My husband doesn’t understand poverty. He grew up wealthy, now earns over £100k and was given the deposit for his first house. I grew up in poverty, rough estate, hungry, bailiffs, walking miles to school because we couldn’t afford bus fare. Now we’re a very middle class family and I harbour a lot of guilt for my lifestyle, knowing how much people will be struggling! We’re fortunate the crisis isn’t impacting us too much; we’ve cut the gardener and I’m being more conscious with the food shop but still taking a couple of holidays this year. Husband thinks we’re destitute; he’s an amazing, kind lovely man but it does make me cringe when he complains about the cost of living crisis when we earn over £150k a year.

Anyone else feel sorry for the gardener?

PyongyangKipperbang · 24/04/2022 23:22

Hillary17 · 24/04/2022 23:18

My husband doesn’t understand poverty.

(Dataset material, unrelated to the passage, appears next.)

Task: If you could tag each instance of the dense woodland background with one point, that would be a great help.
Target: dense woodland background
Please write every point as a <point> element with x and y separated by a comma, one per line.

He grew up wealthy, now earns over £100k and was given the deposit for his first house. I grew up in poverty, rough estate, hungry, bailiffs, walking miles to school because we couldn’t afford bus fare. Now we’re a very middle class family and I harbour a lot of guilt for my lifestyle, knowing how much people will be struggling! We’re fortunate the crisis isn’t impacting us too much; we’ve cut the gardener and I’m being more conscious with the food shop but still taking a couple of holidays this year. Husband thinks we’re destitute; he’s an amazing, kind lovely man but it does make me cringe when he complains about the cost of living crisis when we earn over £150k a year.

Have you spelled it out to him? Told him that poverty is literally no food on the table, sitting in the cold and dark because there is no money for gas or electric, hiding behind the sofa because baillifs have turned up to take said sofa away.....

Have you sat him down and made all of that clear? Because to be perfectly honest a man in a family with an income of £150k moaning about being poor would have me chucking plates.

SpindleInTheWind · 24/04/2022 23:23

PyongyangKipperbang · 24/04/2022 23:11

The Vimes Boots Theory is probably the best piece of writing that describes the reality of the cost of poverty that there has ever been.

And it's the utter relentlessness of it all. The never-ending fucking poverty premium for generations of families.

It's a cycle that's stoppable and all the measures that were in place, like rent caps and help with rent deposits, and tex credits, have disappeared in a cloud of smoke.

PlentyOfRain · 24/04/2022 23:27

But most people understand when they say "we are struggling with money" does not equal "we are living in poverty". They aren't taking away from YOUR experience by expressing their own. To take it that way is a you problem not a them problem.

Most people understand there are heaps of people worse off but their own situation can be bad or made worse for them at that time.

Its a bit like someone saying I've had a sandwich but I'm still starving and someone coming back with "well there are people starving in (insert location here) with no food at all!!!" yes we are all aware but that doesn't change the situation at that moment and they aren't saying their situation is worse than a malnourished person from a less fortunate place or that they even understand what that would be like....

HeArInGhandsgirl11 · 24/04/2022 23:27

I have always thought me and OH did okay. We struggled early on but are now comfortable.. however after reading some of these threads with people feeling the pinch on well over 50k, I wonder how they are feeling the pinch, that is a massive amount of money! I understand people have higher bills and debts but we also have these, we have started not putting heating on ect, trying to cut costs with food and using the car less. We are on much less than some of the posters on these threads and can still manage our bills.